Inexplicably, there are some imitative words that have just about disappeared. Does this mean the natural sounds they imitate don’t occur any more? Take, for example, “zeep.” It’s “a high-pitched noise like that produced by friction or something traveling at speed.” So back in 1878, a book about beekeeping advised that “As soon as the cages touched the bees they [sc. the bees] made a ‘zeep’.” And in 1908, a naturalist named Burroughs observed “the bush sparrow stood out vividly… ‘Zeep,’ ‘zeep,’ came out of the dimness.”

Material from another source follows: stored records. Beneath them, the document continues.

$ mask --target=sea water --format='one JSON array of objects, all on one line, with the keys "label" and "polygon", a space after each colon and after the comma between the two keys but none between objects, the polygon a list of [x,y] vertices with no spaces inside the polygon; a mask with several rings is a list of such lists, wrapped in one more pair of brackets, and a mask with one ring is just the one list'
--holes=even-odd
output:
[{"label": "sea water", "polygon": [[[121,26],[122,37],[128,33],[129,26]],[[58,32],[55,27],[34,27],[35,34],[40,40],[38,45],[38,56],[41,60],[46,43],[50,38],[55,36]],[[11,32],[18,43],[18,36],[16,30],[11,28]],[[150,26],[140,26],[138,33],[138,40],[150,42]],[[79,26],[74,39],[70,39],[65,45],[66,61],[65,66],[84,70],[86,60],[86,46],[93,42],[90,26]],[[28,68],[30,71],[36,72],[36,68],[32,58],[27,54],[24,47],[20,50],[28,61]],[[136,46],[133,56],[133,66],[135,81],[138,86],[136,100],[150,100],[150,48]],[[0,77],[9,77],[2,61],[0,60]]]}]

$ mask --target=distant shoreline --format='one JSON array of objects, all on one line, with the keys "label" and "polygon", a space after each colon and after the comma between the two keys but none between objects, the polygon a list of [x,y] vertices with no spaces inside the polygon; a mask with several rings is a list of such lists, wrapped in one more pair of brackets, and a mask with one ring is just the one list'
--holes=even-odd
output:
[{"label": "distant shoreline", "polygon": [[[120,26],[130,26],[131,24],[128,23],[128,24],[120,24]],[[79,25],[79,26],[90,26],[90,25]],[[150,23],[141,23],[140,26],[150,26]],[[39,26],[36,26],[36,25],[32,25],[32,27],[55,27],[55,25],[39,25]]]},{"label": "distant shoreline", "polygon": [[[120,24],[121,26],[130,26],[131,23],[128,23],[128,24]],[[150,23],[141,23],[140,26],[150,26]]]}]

Over the decades, “zeep” has been used to describe bullets flying past, katydids chirping, and crickets. “Zeep” appeared in the last half of the 1800s, about the same time as the similar “zip.” But for some reason, “zip” is now pretty common, while “zeep” is quite rare. Maybe it’s just because of the fast pace of modern life; with things zipping along so quickly, we don’t have time to stop and listen for those more extended “zeeps.”